Tess McKinney never let us forget that a great idea isn’t enough. She kept us focused on customer discovery, commercialization, and building technologies that people will actually adopt and use.
Dr. Jane Meza helped us see the bigger picture, connecting simulation, workforce development, and healthcare education in ways that kept the project focused on preparing people—not just creating technology.
Dr. Hannah Tong reminded us that international exchange is about far more than travel logistics. She helped us think about cultural exchange, relationship building, and designing a program where every participant has something to teach and something to learn.
Amy McFeely asked the questions none of us could avoid. Every exciting idea was met with, “How will you measure that?” Because of Amy, BioReady doesn’t just have ambitious goals—it has a thoughtful plan to demonstrate its impact.
Monica Chatmon kept all of us moving in the same direction. Behind every meeting, every deadline, every document, and every last-minute revision was Monica’s incredible organizational skill, calm presence, and unwavering attention to detail. She made it possible for the rest of us to focus on building the project because she never stopped making sure the project itself kept moving.
Getting to learn from each of them—and somehow being trusted to bring all of those perspectives together into one proposal—was one of the greatest privileges of my career.
The best part of writing my first federal grant wasn’t the proposal—it was the people. Every one of these remarkable women brought expertise I didn’t have, asked questions I hadn’t considered, and made BioReady stronger because they weren’t afraid to challenge the idea. From clinical preparedness and global engagement to creative technology, commercialization, evaluation, and project management, this team reminded me that great leadership isn’t about having all the answers. It’s about surrounding yourself with people who do. Thank you to Dr. Beth Beam, Dr. Jane Meza, Dr. Zenghan (Hannah) Tong, Tess McKinney, Anna Johnston, Monica Chatmon, and Dr. Amy McFeely for making this one of the most rewarding experiences of my career.
Lesson #5: Partnerships Aren’t Just a Requirement.
They’re the project.
One of the greatest joys of this experience was seeing how many organizations wanted to be part of something bigger than themselves.
Thank you to the incredible partners who helped shape BioReady and shared our vision:
- University of Nebraska Medical Center
- UNeTech Institute
- Office of Global Engagement
- Davis Global Center
- Nebraska Biocontainment Unit
- Omaha Virtual Reality Pipeline (OVRP)
- Metropolitan Community College
- Category 1 Consulting
- XR Renegades
- The City of Omaha
- Our international creative technology partners and artists who believed in this vision from the beginning.

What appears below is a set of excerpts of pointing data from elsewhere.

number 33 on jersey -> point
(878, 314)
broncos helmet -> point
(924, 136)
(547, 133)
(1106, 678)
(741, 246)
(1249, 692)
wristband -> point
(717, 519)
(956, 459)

Every conversation strengthened the proposal. Every letter of support reminded me that meaningful innovation is always collaborative.
And Finally…
Whether BioReady is funded or not, I’m proud of what we created.
I’m proud of the relationships. I’m proud of the countless revisions. I’m proud that we built something rooted in collaboration instead of ego.

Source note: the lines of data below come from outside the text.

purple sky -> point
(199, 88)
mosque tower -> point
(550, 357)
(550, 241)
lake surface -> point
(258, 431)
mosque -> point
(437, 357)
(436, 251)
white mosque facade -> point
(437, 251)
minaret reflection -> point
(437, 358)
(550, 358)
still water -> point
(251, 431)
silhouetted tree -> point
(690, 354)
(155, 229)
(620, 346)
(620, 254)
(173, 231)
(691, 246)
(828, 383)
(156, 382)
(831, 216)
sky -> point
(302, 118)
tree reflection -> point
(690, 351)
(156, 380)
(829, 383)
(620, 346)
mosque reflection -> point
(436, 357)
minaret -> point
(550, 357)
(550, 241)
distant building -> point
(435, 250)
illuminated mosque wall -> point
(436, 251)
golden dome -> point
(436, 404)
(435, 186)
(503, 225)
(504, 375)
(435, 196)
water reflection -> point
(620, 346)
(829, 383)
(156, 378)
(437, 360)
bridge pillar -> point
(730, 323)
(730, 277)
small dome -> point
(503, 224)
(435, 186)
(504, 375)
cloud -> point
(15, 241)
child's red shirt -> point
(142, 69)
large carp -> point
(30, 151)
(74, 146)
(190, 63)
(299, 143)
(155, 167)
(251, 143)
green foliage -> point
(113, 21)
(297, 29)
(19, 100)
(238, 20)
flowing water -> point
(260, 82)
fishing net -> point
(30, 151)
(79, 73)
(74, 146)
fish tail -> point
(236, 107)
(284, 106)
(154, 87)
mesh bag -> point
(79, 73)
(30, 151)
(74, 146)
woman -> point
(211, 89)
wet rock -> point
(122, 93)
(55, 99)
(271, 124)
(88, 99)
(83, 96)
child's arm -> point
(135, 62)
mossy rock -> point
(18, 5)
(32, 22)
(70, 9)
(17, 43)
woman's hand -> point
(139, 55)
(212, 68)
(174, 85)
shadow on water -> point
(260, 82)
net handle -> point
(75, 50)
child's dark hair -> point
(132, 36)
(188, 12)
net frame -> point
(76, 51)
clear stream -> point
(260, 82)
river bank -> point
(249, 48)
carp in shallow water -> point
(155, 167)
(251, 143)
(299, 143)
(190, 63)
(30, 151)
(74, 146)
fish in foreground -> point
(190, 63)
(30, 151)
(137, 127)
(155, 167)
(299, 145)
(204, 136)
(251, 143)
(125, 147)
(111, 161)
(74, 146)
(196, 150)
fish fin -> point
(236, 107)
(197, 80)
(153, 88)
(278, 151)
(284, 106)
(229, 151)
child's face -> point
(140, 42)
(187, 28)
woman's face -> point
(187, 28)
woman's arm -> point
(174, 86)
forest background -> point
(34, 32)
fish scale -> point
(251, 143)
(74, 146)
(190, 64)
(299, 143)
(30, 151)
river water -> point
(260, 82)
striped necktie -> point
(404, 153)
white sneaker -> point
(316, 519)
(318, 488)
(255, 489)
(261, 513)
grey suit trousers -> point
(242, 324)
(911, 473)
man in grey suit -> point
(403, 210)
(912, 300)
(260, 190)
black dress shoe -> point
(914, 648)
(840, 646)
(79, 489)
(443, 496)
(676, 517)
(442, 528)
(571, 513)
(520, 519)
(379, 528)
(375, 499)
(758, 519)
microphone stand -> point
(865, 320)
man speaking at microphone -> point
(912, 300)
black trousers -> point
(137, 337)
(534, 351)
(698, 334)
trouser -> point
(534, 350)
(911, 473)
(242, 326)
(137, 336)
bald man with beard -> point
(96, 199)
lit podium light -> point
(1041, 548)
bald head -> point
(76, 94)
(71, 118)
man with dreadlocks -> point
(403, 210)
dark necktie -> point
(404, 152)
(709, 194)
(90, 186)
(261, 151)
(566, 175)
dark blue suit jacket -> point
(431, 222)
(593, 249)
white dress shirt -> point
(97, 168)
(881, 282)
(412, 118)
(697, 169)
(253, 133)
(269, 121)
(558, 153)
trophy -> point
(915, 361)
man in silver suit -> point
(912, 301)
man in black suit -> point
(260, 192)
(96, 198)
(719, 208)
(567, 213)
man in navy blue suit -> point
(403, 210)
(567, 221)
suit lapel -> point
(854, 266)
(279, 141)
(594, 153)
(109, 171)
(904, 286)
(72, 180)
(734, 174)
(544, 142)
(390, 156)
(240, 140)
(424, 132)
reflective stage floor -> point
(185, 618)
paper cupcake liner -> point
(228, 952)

Most of all, I’m grateful.
Grateful to everyone who answered a question, reviewed a paragraph, challenged an assumption, shared expertise, or simply believed this crazy idea was worth pursuing.
This project changed me. It made me a better grant writer. It made me a better collaborator. And I think it made me a better leader.
Now…I’d really like to never look at another federal budget narrative for at least a week.